Большинство авторов соглашается с приблизительной периодизацией, состоящей из пяти циклов: исходная промышленная революция в 1770-х гг.; век пара и железных дорог в 1830-х гг.; век стали, электричества и тяжелого машиностроения в конце XIX столетия; эпоха нефти, автомобилей и массового производства в начале XX столетия; наконец, эпоха информации и телекоммуникаций после 1970-х гг. Согласно этой точке зрения, мы сейчас находимся в поворотной точке «пятого кондратьевского цикла», в которой вклад компьютеров и сетей начинает сходить на нет, так что можно ожидать начала другой волны, возможно подпитываемой чистыми технологиями с низкими выбросами углекислоты и геномикой.
На формирование этих волн сильное влияние оказывает то, что Ричард Липси называл «универсальными технологиями», которые действительно трансформируют все вокруг себя. Они приобретают фундаментальную значимость для многих областей жизни, как компьютеры или автомобили. Иногда это становится ясно сразу, как в случае железных дорог, которые в 1830-1870-х гг. вызвали резкий подъем производительности труда — рост составил 0,14% в год. Чаще их потенциал сразу не виден. Письменность была изобретена, чтобы вести торговые записи; паровые двигатели начинали свою жизнь, выкачивая воду из английских шахт; компьютеры были придуманы, чтобы помочь противовоздушным установкам точнее попадать в цель.
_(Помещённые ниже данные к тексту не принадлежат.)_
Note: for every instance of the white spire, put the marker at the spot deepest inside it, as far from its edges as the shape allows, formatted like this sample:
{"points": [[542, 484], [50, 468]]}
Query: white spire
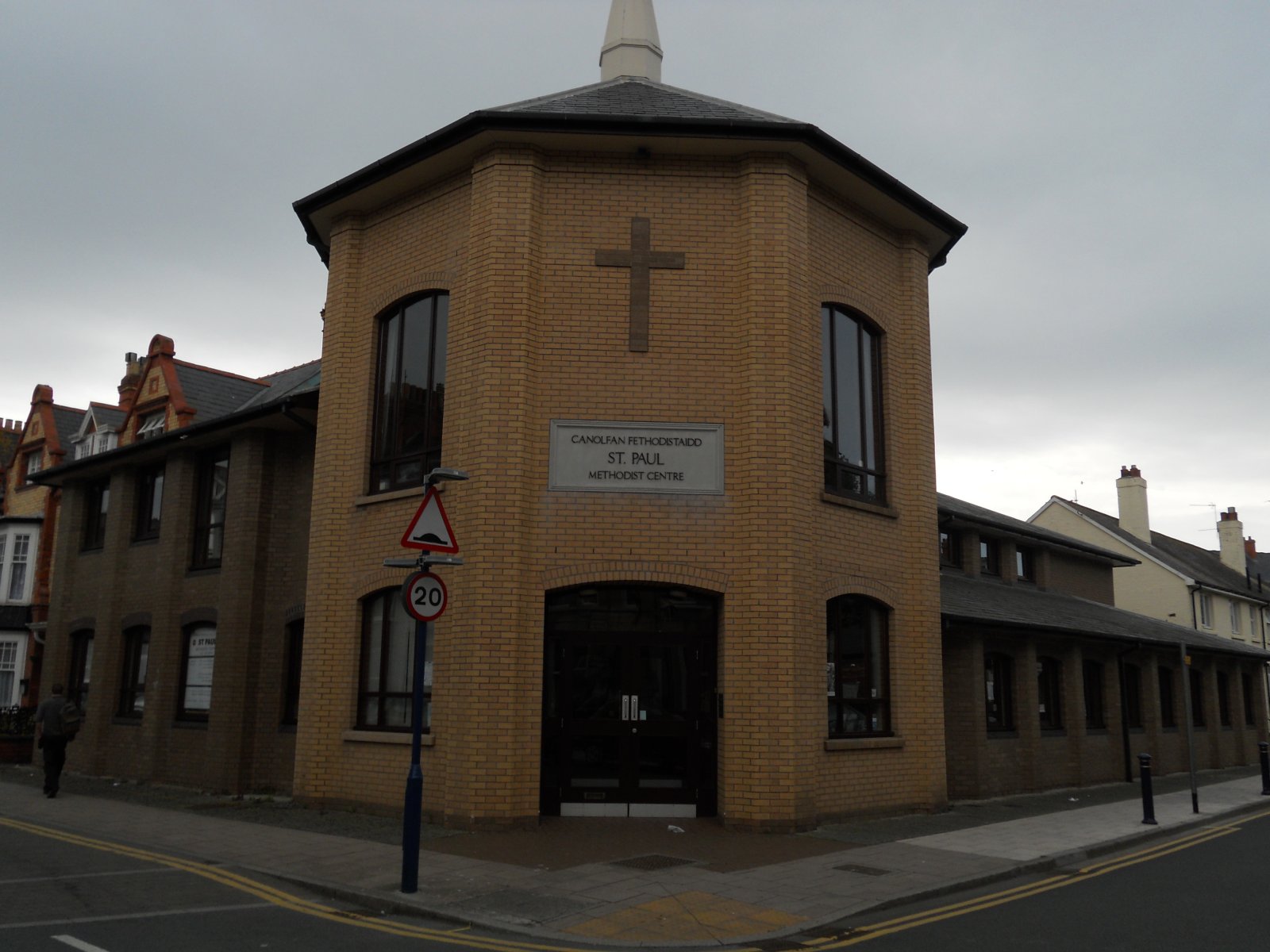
{"points": [[632, 46]]}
Лишь постепенно становился понятен более широкий потенциал этих технологий. Другие технологии казались не менее перспективными, например лазеры, использовавшиеся для считывания штрих-кода, для компакт-дисков, хирургии или резки алмазов, но, в конечном счете, так и не внесшие вклад в масштабные культурные или институциональные изменения.
Существует множество споров о том, есть ли вообще смысл говорить об универсальных технологиях. Технологии изготовления хлопка, например, достигли взрывного роста (с 2,6% ВВП Британии в 1770 г. до 17% в 1801 г.), с величиной которого ничто никогда так и не смогло сравниться: но мир был изменен не только технологиями, но также моделями организации труда и умонастроениями. В последнее время организационные принципы Интернета (язык HTML, URL и т. д.) якобы были не менее важны, чем стоящие за ними технологии.
В любом случае, в силу особенностей самой проблемы, нелегко судить, какие из инноваций окажутся решающими в формировании будущего экономики и общества, и так же трудно решить, какие инновации поддерживать, а потому многие правительства в прошлом ошибались, делая большие ставки на то, что казалось стопроцентным образцом по-настоящему трасформативной технологии. Примером может служить Minitel во Франции (предшественник Интернета) или миссия Apollo в Соединенных Штатах.
История подсказывает, что неразумно просто поддерживать технологии, а лучше создавать условия, в которых с ними можно играть, поскольку то, как технологии трансформируют мир вокруг себя, уже творческий процесс, способ как представлять, так и применять вещи. Как писал Брайен Артур в своем блестящем обзоре технологических изменений, инновация — не совсем парад изобретений с их последующим внедрением: появление и внедрение компьютеров, каналов или ДНК-микролинеек. Это постоянное переформулирование или перераспределение старых задач — бухгалтерского учета, транспортировки или медицинской диагностики — внутри миров новых возможностей.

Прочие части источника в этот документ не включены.